Currently, the Arrow specification consists of these pieces:
- Metadata specification (see Metadata.md)
- Physical memory layout specification (see Layout.md)
- Logical Types, Schemas, and Record Batch Metadata (see Schema.fbs)
- Encapsulated Messages (see Message.fbs)
- Mechanics of messaging between Arrow systems (IPC, RPC, etc.) (see IPC.md)
- Tensor (Multi-dimensional array) Metadata (see Tensor.fbs)
The metadata currently uses Google's flatbuffers library for serializing a couple related pieces of information:
- Schemas for tables or record (row) batches. This contains the logical types, field names, and other metadata. Schemas do not contain any information about actual data.
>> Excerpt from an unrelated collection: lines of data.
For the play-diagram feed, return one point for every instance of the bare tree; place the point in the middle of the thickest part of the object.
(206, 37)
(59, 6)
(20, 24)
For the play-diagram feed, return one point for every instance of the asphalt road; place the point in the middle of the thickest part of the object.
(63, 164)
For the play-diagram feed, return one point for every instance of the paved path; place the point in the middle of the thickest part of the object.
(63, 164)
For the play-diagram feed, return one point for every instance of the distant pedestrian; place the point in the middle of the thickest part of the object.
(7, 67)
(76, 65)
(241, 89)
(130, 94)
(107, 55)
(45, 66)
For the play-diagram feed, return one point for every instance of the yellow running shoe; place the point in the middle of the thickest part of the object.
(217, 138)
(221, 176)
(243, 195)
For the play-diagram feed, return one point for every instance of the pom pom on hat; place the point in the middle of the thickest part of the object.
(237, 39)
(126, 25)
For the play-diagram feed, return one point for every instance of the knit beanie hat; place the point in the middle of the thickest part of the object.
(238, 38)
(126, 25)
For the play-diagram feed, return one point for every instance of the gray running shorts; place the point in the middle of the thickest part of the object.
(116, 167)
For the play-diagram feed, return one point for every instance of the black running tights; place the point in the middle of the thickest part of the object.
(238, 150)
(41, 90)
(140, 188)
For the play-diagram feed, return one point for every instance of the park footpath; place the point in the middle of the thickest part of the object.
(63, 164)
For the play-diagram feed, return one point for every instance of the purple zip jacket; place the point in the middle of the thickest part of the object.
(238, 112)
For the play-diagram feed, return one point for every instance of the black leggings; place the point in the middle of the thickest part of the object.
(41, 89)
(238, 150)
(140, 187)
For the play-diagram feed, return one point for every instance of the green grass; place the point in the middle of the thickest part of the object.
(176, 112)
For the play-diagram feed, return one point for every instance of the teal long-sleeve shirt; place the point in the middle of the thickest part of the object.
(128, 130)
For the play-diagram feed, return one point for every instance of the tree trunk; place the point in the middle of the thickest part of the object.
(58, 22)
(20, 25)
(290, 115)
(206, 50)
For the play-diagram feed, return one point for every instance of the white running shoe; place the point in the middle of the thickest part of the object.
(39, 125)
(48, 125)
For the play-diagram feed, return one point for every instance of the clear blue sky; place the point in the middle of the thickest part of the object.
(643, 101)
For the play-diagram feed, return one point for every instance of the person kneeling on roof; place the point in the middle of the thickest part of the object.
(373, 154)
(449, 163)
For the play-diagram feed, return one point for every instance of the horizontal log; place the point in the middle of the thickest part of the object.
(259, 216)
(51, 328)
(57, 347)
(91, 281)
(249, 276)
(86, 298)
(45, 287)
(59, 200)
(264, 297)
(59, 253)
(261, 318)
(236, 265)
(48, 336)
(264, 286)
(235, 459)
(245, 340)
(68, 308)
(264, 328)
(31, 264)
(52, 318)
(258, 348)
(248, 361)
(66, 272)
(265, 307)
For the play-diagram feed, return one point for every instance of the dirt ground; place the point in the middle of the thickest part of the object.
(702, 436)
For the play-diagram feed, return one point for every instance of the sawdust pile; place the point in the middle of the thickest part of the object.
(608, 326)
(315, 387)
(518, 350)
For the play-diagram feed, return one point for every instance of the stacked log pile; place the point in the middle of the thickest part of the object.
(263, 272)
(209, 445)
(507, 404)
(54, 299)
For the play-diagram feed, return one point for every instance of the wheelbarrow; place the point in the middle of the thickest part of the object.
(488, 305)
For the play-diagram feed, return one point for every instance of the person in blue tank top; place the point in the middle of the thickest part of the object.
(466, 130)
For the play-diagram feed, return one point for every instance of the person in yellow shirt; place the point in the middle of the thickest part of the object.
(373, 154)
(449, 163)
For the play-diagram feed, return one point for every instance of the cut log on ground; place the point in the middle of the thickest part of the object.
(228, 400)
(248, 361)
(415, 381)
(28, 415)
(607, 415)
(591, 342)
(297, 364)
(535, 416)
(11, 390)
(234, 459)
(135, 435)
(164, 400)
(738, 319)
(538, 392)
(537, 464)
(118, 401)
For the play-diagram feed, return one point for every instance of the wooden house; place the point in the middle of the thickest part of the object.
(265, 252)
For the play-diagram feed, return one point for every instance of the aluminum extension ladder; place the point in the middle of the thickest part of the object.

- Data headers for record (row) batches. These must correspond to a known schema, and enable a system to send and receive Arrow row batches in a form that can be precisely disassembled or reconstructed.
We have made significant progress hardening the Arrow in-memory format and Flatbuffer metadata since the project started in February 2016. We have integration tests which verify binary compatibility between the Java and C++ implementations, for example.
Major versions may still include breaking changes to the memory format or metadata, so it is recommended to use the same released version of all libraries in your applications for maximum compatibility. Data stored in the Arrow IPC formats should not be used for long term storage.